11 h 50, une marionnette. Je suis au service du temps. Elle a perdu la tête ? Non. Cela doit être moi. Je me suis enfermé dans ma solitude. Pourtant, je le vois. Il y a un monde entre le temps. Un monde dans l'arrêt du temps. Mais je n'en comprends pas très bien son sens. Bip…

11 h 50, ce bip encore. Tout comme la pause du temps, il est présent invariablement. Elle a encore sa main dans la mienne me tire dans son sillage. "Il faut que vous rentriez dans votre temps, marionnette." Encore ce surnom, où est-ce ce que je suis ? Le bip à nouveau.

11 h 50.

— Dépêchez-vous.

— Pourquoi ?

— Vous n'êtes pas à votre place. Il faut que les choses rentrent dans l'ordre. Je suis là pour ça.

— Comment ?

— En reprenant votre place.

11 h 50, à chacune de ces paroles, je ne suis pas plus avancé. Je sais seulement que je dois reprendre ma place dans le bus. Dans quel but ? Sûrement, pour reprendre le cours du temps en route. Mais, ce n'est pas moi, le fautif de son arrêt. Je me suis réveillé en constatant cette pause. Je n'en suis pas le maître.

11 h 50.

— Avancez ! Nous devons arriver avant la fin.

— La fin ?

— Votre fin.

11 h 50, ma fin ? Je… Le bip accélère. Elle aussi. Je ne comprends pas. Le bus est enfin à portée de vue. Elle tire sur mon bras comme s'il était, question de survie. Elle serre ma main à m'en faire mal. Le bip accélère encore. Le silence n'est plus, seul ce son occupe mon esprit. Bip. Bip. Bip. Puis un seul bip… Un son constant. Comme un signe de fin.

11 h 50.

— Montez ! Vous allez perdre le temps qu'il vous reste.

— Quel temps ?

— Montez !

11 h 50, je l'écoute. Monte dans le bus, m'assois. Elle me lâche. Me sourit. Mais rien ne se passe. Le temps est toujours arrêté. Je tente alors de me relever. Je ne le peux plus. Un poids dans ma poitrine me cloue sur place. "Respirez." C'est le dernier mot que je l'entends prononcer. Avant de la voir disparaître. Elle n'est plus là.
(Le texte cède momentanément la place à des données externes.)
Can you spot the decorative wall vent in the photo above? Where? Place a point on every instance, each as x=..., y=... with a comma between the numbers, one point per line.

11 h 50, bip, bip, bip… À nouveau ce bruit. Je sursaute. Ouvre les yeux. Que font tous ces gens autour de moi. Quelle est cette main dans la mienne ? Que se passe-t-il ? Pourquoi me regardent-ils tous de cette manière ? Je m'en fiche. Tous ces bruits environnants.

11 h 50, je retiens mon souffle. Je n'arrive pas à croire ce que je vois, ce que j'entends. Le temps vient-il réellement de reprendre son cours ? Je ne peux m'empêcher de fixer ma montre. Cette montre qui n'a pas quitté mon poignet depuis le début de cette pause. Je regarde ses trois petites aiguilles. Rien. Mais l'instant suivant, je le vois.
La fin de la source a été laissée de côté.